Volvieron los banderazos en este 17 de agosto, aniversario de la muerte del General San Martín. ¿Contra qué protestaban?, “contra todo” decían algunos sin saber que protestar contra todo es igual a protestar en el vacío, contra nada específico en particular. Una especie de marcha a la carta donde cada cual elegía su menú azaroso, lo primero que acudiera a su boca: el proyecto de reforma judicial (aunque no supieran siquiera cuantos jueces integran la corte ni en qué consiste el proyecto); contra “la falta de libertades individuales” (desde la más absoluta libertad para ejercer esas libertades y decir cualquier cosa); contra la violencia (desde posiciones radicalmente violentas y con los rostros desencajados por la ira); contra el llamado “nuevo orden mundial (frase que escucharon por ahí y no podrían mínimamente definir), contra los “embates a la democracia” (desde posturas decididamente antidemocráticas). En definitiva y lo único cierto, contra un gobierno al que le asignan los males más diversos: los efectos de la pandemia, las mutaciones virales, las frustraciones personales, la rotación de la tierra, y al que pretenden destituir sin más motivos que razones imaginarias e ideológicas. En realidad sólo excusas ocasionales, mal articuladas, para el despliegue del odio y la pulsión de muerte que no conocen de los desfiladeros significantes del lenguaje y las fundamentaciones.

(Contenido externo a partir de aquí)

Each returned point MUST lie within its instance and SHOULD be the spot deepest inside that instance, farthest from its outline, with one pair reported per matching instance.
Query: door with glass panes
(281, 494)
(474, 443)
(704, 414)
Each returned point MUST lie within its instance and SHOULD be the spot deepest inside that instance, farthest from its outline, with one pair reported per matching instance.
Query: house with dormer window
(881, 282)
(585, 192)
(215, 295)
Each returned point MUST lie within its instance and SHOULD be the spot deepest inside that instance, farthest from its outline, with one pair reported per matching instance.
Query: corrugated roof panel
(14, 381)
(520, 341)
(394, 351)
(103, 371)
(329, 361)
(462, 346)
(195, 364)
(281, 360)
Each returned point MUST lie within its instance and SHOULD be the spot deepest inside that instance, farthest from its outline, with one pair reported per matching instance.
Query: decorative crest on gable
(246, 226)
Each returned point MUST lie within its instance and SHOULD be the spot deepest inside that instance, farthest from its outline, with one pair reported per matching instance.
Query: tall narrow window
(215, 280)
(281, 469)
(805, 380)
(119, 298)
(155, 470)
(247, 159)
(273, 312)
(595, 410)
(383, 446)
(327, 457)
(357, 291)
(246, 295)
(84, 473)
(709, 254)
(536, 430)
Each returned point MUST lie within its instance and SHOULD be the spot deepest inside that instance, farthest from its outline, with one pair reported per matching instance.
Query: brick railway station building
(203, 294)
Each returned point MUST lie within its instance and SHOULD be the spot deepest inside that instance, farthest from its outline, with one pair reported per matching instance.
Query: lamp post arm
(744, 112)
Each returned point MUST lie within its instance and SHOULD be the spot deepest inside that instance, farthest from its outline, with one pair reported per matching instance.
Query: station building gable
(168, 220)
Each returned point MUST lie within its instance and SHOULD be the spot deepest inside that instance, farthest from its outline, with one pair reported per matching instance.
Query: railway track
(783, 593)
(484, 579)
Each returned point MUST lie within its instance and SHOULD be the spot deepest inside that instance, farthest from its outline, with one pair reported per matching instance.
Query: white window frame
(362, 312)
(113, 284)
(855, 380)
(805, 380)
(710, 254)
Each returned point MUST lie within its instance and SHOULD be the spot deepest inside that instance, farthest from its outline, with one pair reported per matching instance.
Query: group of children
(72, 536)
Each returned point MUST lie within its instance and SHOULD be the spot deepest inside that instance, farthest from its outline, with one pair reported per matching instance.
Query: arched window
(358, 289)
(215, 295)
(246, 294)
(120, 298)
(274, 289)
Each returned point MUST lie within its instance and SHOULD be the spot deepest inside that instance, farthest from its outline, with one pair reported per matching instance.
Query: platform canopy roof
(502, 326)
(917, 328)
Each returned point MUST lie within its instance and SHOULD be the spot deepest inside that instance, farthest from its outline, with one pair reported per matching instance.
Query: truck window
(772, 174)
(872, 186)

Sigmund Freud señaló que además del llamado “principio del placer” (la búsqueda del placer y la evitación del dolor y del displacer), existe en el acontecer de la vida psíquica otro principio; “el más allá del principio del placer” (el encuentro de la satisfacción en el sufrimiento, la no coincidencia del “bien” del sujeto con su bienestar, la vuelta contra sí mismo, el atentado contra los propios logros, la repetición de los mismos tropiezos, etc.) cuyo ejemplo más cabal es el masoquismo. Pareciera ser que la libertad que algunos piden, es la libertad para contagiar al otro, someterlo, humillarlo, esclavizarlo, matarlo, burlar las leyes del acuerdo social. Al fin y al cabo, la libertad para el desarrollo ilimitado a la pulsión de muerte y el goce mortífero.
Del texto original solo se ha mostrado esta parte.